Parvovirus B19 NS1 protein induces cell cycle arrest at G2-phase by activating the ATR-CDC25C-CDK1 pathway.

Human parvovirus B19 (B19V) infection of primary human erythroid progenitor cells (EPCs) arrests infected cells at both late S-phase and G2-phase， which contain 4N DNA. B19V infection induces a DNA damage response (DDR) that facilitates viral DNA replication but is dispensable for cell cycle arrest at G2-phase; however， a putative C-terminal transactivation domain (TAD2) within NS1 is responsible for G2-phase arrest. To fully understand the mechanism underlying B19V NS1-induced G2-phase arrest， we established two doxycycline-inducible B19V-permissive UT7/Epo-S1 cell lines that express NS1 or NS1mTAD2， and examined the function of the TAD2 domain during G2-phase arrest.
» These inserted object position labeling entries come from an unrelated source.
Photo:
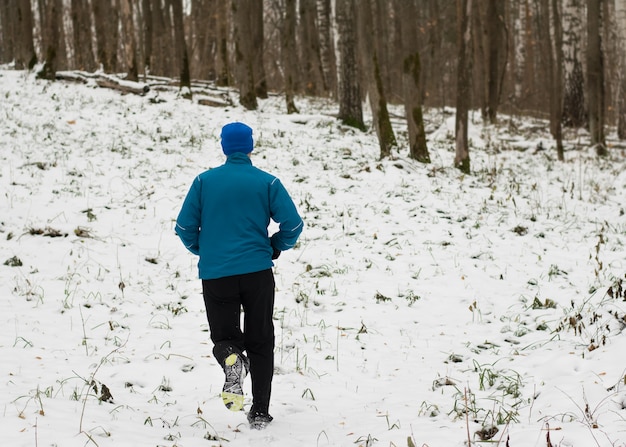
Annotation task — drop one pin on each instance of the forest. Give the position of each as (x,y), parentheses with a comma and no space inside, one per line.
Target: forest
(561,60)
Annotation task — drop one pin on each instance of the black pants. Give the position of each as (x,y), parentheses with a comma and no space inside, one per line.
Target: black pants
(224,298)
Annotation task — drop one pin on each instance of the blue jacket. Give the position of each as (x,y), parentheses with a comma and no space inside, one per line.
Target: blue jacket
(225,216)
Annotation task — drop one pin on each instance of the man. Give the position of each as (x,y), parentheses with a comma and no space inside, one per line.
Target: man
(224,220)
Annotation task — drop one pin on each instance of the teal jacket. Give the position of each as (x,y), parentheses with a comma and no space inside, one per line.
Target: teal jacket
(225,216)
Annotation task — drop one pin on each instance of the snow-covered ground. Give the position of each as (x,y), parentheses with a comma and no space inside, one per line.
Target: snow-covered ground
(420,307)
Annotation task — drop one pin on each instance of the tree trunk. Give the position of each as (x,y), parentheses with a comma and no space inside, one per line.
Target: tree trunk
(620,18)
(130,46)
(545,33)
(574,114)
(327,49)
(312,77)
(349,86)
(411,82)
(519,58)
(181,48)
(595,72)
(244,62)
(289,54)
(107,34)
(557,111)
(52,38)
(25,56)
(223,69)
(147,35)
(257,45)
(494,39)
(464,13)
(374,79)
(7,33)
(81,24)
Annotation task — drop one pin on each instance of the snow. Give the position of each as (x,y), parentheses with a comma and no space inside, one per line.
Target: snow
(419,302)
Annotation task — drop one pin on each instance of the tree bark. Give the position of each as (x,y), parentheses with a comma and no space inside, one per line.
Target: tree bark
(244,62)
(81,23)
(289,54)
(411,86)
(595,70)
(223,67)
(107,34)
(373,77)
(464,12)
(327,48)
(557,92)
(494,36)
(574,113)
(52,38)
(130,45)
(147,35)
(181,48)
(349,86)
(620,18)
(257,45)
(312,77)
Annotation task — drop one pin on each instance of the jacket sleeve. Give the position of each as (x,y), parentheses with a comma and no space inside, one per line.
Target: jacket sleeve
(284,212)
(188,220)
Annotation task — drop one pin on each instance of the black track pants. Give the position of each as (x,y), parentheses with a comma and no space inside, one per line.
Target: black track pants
(224,298)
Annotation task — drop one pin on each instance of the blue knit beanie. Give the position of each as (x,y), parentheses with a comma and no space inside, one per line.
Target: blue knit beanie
(236,137)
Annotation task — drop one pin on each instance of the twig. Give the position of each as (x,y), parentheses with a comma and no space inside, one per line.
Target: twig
(469,439)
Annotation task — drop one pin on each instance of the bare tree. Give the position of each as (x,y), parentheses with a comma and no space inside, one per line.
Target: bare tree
(130,45)
(25,56)
(244,62)
(310,63)
(556,116)
(494,42)
(620,18)
(464,12)
(53,38)
(373,77)
(595,71)
(411,81)
(257,45)
(181,47)
(7,23)
(349,86)
(222,63)
(327,48)
(147,34)
(107,34)
(81,24)
(288,53)
(574,113)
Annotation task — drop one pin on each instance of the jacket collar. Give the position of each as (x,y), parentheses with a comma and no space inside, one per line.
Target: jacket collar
(238,158)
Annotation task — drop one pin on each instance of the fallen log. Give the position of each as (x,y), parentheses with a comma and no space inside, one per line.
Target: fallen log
(137,88)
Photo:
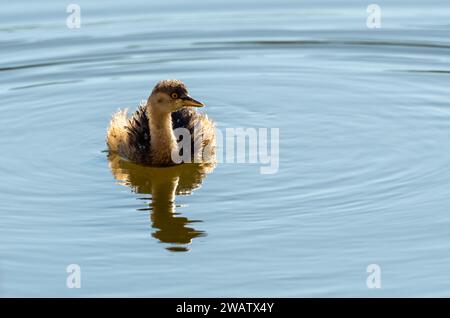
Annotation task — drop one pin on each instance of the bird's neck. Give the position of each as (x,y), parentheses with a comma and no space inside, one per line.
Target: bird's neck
(163,141)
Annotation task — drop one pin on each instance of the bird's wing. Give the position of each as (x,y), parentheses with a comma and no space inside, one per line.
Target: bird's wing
(138,147)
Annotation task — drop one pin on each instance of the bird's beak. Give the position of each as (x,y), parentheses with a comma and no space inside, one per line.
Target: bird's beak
(190,102)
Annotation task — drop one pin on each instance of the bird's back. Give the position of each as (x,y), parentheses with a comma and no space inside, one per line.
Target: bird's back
(136,138)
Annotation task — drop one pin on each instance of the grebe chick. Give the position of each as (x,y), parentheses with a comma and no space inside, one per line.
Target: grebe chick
(148,136)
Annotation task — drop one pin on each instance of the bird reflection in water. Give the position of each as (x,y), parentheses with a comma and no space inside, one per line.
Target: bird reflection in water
(164,184)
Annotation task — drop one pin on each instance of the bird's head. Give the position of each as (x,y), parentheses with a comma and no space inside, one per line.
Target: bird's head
(169,96)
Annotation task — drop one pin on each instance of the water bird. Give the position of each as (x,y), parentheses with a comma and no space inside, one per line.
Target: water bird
(148,137)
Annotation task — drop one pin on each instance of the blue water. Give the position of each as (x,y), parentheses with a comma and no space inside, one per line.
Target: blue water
(364,119)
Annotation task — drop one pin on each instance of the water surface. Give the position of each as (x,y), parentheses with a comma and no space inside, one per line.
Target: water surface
(364,150)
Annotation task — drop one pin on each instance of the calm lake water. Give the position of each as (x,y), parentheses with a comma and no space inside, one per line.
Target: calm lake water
(364,119)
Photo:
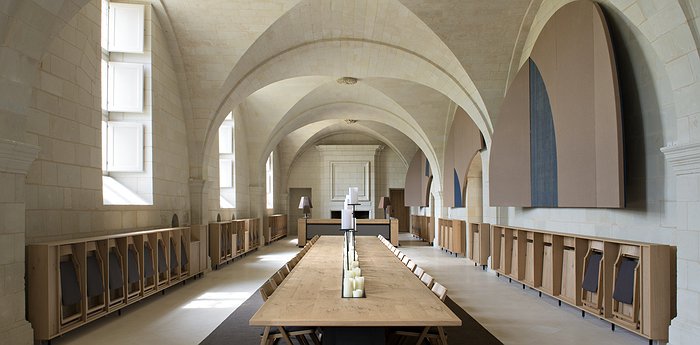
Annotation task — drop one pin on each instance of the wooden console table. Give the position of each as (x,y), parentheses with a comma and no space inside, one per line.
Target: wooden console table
(308,228)
(311,294)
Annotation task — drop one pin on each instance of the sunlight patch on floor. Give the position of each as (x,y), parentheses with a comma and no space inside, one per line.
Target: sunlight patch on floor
(218,300)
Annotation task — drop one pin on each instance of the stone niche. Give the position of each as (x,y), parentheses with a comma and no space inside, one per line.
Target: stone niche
(345,166)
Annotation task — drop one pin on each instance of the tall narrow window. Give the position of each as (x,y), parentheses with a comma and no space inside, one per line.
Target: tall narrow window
(127,166)
(269,182)
(227,164)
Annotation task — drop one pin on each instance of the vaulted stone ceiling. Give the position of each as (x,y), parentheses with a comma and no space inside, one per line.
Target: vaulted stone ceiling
(223,46)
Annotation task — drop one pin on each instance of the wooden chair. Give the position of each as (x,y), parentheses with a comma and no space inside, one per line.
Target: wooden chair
(277,278)
(436,333)
(284,271)
(427,279)
(411,265)
(267,289)
(271,337)
(439,290)
(418,272)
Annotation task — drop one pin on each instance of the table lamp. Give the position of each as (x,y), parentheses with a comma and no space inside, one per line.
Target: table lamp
(305,205)
(384,203)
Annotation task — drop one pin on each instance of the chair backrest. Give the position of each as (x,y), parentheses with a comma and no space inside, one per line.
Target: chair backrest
(411,265)
(284,271)
(292,263)
(440,291)
(418,272)
(267,289)
(277,278)
(427,279)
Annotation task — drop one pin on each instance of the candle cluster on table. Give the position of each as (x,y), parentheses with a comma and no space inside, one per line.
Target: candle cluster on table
(353,281)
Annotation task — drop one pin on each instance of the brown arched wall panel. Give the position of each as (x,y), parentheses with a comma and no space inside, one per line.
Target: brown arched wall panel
(509,181)
(463,142)
(417,183)
(575,58)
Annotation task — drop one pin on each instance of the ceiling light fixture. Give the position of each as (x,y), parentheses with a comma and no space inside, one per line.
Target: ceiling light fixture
(347,81)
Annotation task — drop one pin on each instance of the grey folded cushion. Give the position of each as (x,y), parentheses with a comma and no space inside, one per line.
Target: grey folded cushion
(173,254)
(133,265)
(148,262)
(590,277)
(70,289)
(116,275)
(183,254)
(95,282)
(624,282)
(162,263)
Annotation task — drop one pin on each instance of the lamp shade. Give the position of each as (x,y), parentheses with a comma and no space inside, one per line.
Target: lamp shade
(384,202)
(305,204)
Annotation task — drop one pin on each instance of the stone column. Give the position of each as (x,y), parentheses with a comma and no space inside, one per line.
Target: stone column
(15,159)
(685,160)
(198,201)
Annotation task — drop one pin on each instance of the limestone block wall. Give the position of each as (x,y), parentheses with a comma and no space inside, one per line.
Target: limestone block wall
(64,188)
(307,171)
(242,173)
(391,171)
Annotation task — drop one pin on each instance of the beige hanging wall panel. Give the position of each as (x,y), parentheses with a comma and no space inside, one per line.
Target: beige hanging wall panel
(418,179)
(558,142)
(463,143)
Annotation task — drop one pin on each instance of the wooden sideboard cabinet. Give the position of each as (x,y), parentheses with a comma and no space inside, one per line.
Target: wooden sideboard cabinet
(73,282)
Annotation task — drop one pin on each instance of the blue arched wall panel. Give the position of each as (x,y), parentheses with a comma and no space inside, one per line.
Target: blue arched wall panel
(543,144)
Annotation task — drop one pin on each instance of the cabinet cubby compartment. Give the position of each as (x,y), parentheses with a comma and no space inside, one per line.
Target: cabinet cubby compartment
(116,282)
(592,284)
(479,240)
(72,261)
(230,239)
(422,227)
(626,286)
(134,268)
(533,252)
(149,255)
(498,249)
(629,284)
(452,235)
(95,269)
(276,227)
(73,282)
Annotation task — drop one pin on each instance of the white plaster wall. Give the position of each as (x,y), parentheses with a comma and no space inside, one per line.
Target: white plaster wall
(242,174)
(307,171)
(64,187)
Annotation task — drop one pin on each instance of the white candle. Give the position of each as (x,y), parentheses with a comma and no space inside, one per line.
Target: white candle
(348,287)
(346,218)
(353,194)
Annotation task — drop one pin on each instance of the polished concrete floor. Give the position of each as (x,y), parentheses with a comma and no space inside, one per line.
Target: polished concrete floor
(187,314)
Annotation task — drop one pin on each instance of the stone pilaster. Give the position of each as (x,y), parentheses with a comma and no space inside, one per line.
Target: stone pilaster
(685,160)
(15,159)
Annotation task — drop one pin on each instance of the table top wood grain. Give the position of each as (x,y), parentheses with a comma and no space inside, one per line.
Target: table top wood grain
(311,293)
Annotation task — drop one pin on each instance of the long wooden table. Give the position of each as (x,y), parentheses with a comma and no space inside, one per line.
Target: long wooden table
(311,293)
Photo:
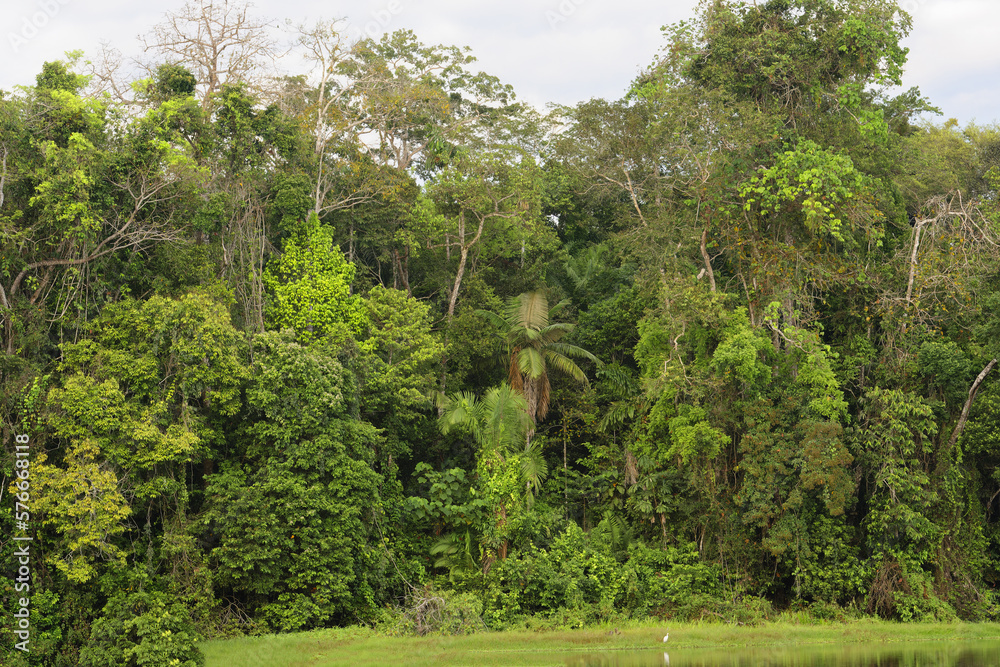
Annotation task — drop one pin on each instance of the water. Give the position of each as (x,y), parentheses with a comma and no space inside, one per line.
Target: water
(924,654)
The results confirm that the NS1 TAD2 domain plays a pivotal role in NS1-induced G2-phase arrest. Mechanistically， NS1 transactivated cellular gene expression through the TAD2 domain， which was itself responsible for ATR (ataxia-telangiectasia mutated and Rad3-related) activation. Activated ATR phosphorylated CDC25C at serine 216， which in turn inactivated the cyclin B/CDK1 complex without affecting nuclear import of the complex. Importantly， we found that the ATR-CHK1-CDC25C-CDK1 pathway was activated during B19V infection of EPCs， and that ATR activation played an important role in B19V infection-induced G2-phase arrest.